農作物病害虫データベース

ふくろみ病(果樹/スモモ・プルーン)

ふくろみ病

幼果が肥大してそら豆のさやのように奇形化する病害である。

病徴と診断

主に果実に発生するが、まれに葉に発生することもある。
果実の発病は、落花期頃からみられる。被害果は白緑色となり、後に長楕円形に肥大して正常果の5倍ほどになる。内部は空洞化してソラマメのさや状になる。
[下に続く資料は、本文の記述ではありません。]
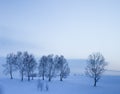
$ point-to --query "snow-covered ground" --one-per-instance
(76, 83)
(72, 85)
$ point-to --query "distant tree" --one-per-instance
(30, 64)
(42, 68)
(95, 66)
(63, 67)
(33, 66)
(10, 65)
(50, 67)
(21, 64)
その後、果面に多数のしわが生じて白い粉状の胞子に覆われ、 5月下旬頃になると黒褐色に変わり、萎縮して落果する。
発病は4~ 5月に限られ、成熟期の果実には発生しない。

発病条件

モモ縮葉病菌と近縁種で、発生生態もほぼ同じである。
被害果実に形成された胞子が樹皮や枝しょう、芽に付着して越冬する。発芽期頃の降雨で越冬部位から胞子が飛散して1次伝染する。
発芽期から落花期頃に冷涼で降雨が多い年に多発する。
品種別の発生は「ソルダム」に多く、「大石早生」や「ビューティー」に少ない。

防除方法

通常、発芽前の石灰硫黄合剤の散布で十分な効果が得られる。散布時期が遅れると防除効果が劣るので注意する。また、散布むらを生じないよう十分な量を散布する。
被害果は翌年の伝染源となるので見つけしだい除去する。